Nicht nur, dass wir jetzt unseren schon früh Gebiss tragenden Großvater mit anderen Augen sehen müssen: Wer war wohl seine Infektionsquelle, da doch unsere Oma zeitlebens nie Kariesprobleme hatte? Nein, wir sehen uns nun gezwungen, dem weiblichen Geschlecht –
zumindest in oberen Regionen – noch reservierter gegenüberzutreten als wir dies in solch schweren Zeiten ohnehin schon tun. Die Vorstellung, beim Küssen Millionen Karies erregender Bakterien auszutauschen und später bei jedem zahnlosen Biss ins milchgetunkte Schlabber-Brötchen an all unsere früheren Eroberungen erinnert zu werden, vertreibt den letzten Rest an Erotik aus unseren durch Corona schon genug belasteten Zweierbeziehungen.

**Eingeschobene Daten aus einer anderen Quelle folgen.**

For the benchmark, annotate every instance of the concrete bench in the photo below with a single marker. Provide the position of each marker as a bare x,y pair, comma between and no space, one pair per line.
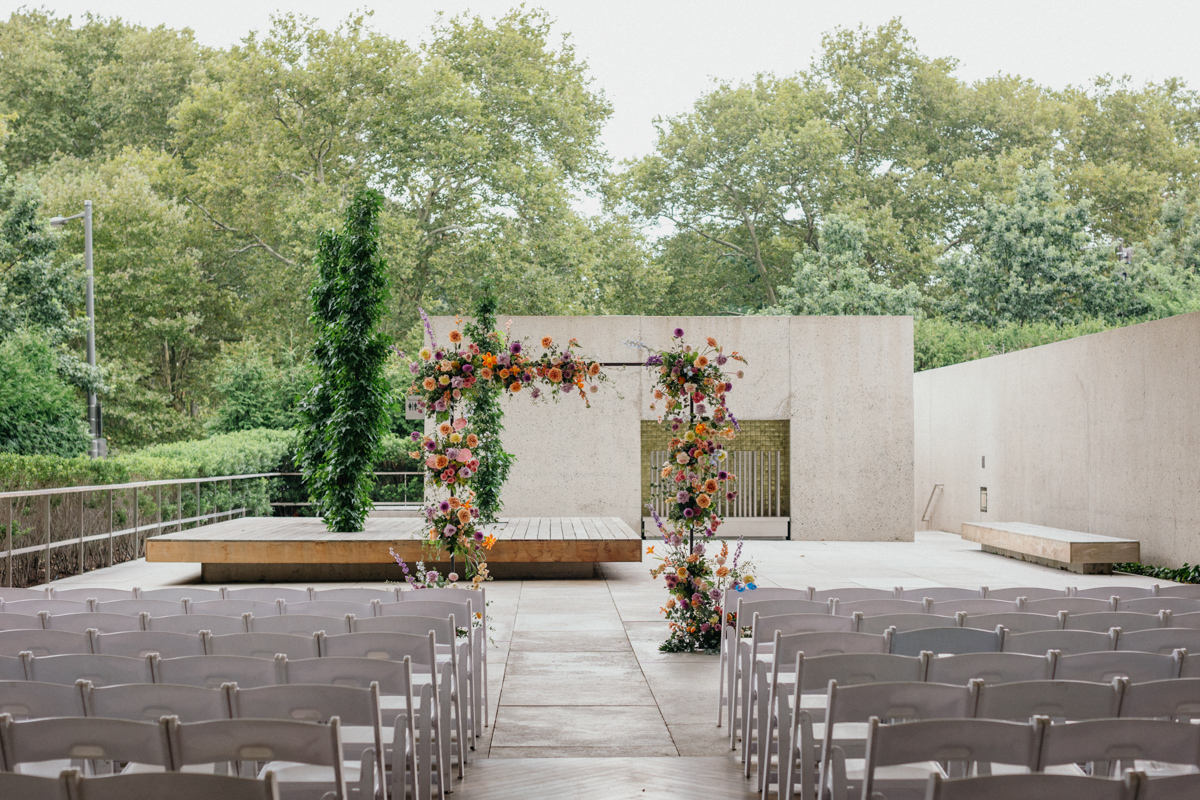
1066,549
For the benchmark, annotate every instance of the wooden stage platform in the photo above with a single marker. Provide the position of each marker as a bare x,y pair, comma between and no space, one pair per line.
299,548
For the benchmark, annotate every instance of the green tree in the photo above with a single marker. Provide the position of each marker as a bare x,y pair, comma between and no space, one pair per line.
347,411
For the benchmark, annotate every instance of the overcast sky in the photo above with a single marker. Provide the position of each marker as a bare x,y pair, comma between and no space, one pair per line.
655,56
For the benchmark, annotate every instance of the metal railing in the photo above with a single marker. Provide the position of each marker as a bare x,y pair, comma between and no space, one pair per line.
760,485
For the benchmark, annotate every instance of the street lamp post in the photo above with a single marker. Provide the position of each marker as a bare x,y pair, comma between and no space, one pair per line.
99,446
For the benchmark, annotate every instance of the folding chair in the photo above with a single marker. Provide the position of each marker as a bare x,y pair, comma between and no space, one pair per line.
216,671
1030,787
91,620
1146,605
288,747
946,641
1015,623
264,645
196,623
43,643
1103,667
37,745
1165,699
355,708
888,702
973,606
299,624
268,594
1057,699
142,606
1103,621
151,702
28,699
1107,743
903,756
1027,593
1065,642
1165,639
177,786
101,671
138,644
990,668
35,787
233,608
904,623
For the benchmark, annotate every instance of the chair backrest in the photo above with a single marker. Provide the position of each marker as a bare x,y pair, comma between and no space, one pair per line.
142,606
217,671
349,672
1072,605
89,620
138,644
379,644
949,741
1104,621
1057,699
28,699
1120,593
903,623
264,645
1174,699
939,594
882,606
29,741
1115,740
19,621
1030,787
36,606
990,668
233,607
177,786
1029,593
178,594
1065,642
298,624
945,641
1164,639
268,594
261,740
155,701
196,623
330,608
43,643
96,593
101,671
1103,667
973,606
443,629
1014,623
846,595
357,595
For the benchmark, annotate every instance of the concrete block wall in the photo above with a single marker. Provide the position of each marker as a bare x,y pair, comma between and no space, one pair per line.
1099,433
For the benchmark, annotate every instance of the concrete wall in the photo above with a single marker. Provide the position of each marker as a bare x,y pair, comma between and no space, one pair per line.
1101,433
844,382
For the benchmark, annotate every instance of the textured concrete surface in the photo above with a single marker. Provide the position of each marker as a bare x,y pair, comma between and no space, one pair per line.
1098,434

Es hat uns zwar etwas beruhigt, dass die Zahnmediziner in ihrem Fachmagazin darauf hinweisen, dass eine „möglichst vielfältige Bakteriengemeinschaft im Mund" durchaus auch Vorteile haben kann und es sogar sinnvoll sein könne, viel zu küssen. Allerdings machen sie die ernüchternde Einschränkung, dass man sich dafür nur Partner mit gesunder Mundflora suchen sollte. Woher aber nehmen, wenn man altersbedingt ohnehin kaum noch echte Auswahlmöglichkeiten hat?
Einen kleinen Hoffnungsschimmer gibt es: Dentisten bieten einen Kariesbakterientest an. Vielleicht können Liebespaare ja dann nach gegenseitiger Einsichtnahme in ihre Unbedenklichkeitsbescheinigungen auch künftig noch im Kuss dahinschmelzen, ohne dass ihr Zahnschmelz ihnen prompt nacheifert.
Einen Haken hat diese Kuss-Prophylaxe allerdings: Die Mundanalyse kostet 60 bis 70 Euro und wird nur bei Privatversicherten von deren Kasse übernommen. Ansonsten muss man dafür neben dem Mund auch den Geldbeutel aufmachen. Droht uns also jetzt auch noch beim Küssen eine Zweiklassen-Gesellschaft? Können fortan nur noch die Besserversicherten oder Gutbetuchten frei drauflos knutschen?
Besorgt durch solche Wartezimmerlektüre schlichen wir dann doppelt ängstlich ins Behandlungszimmer. Als der Arzt dort seine motorisierten Quälgeister surren ließ, stand für uns jedenfalls eins fest: Da beim Kuss der Zwei-Meter-Abstand verfahrensbedingt kaum einzuhalten ist, werden wir Kassenpatientinnen künftig nur noch mit Mundschutz küssen!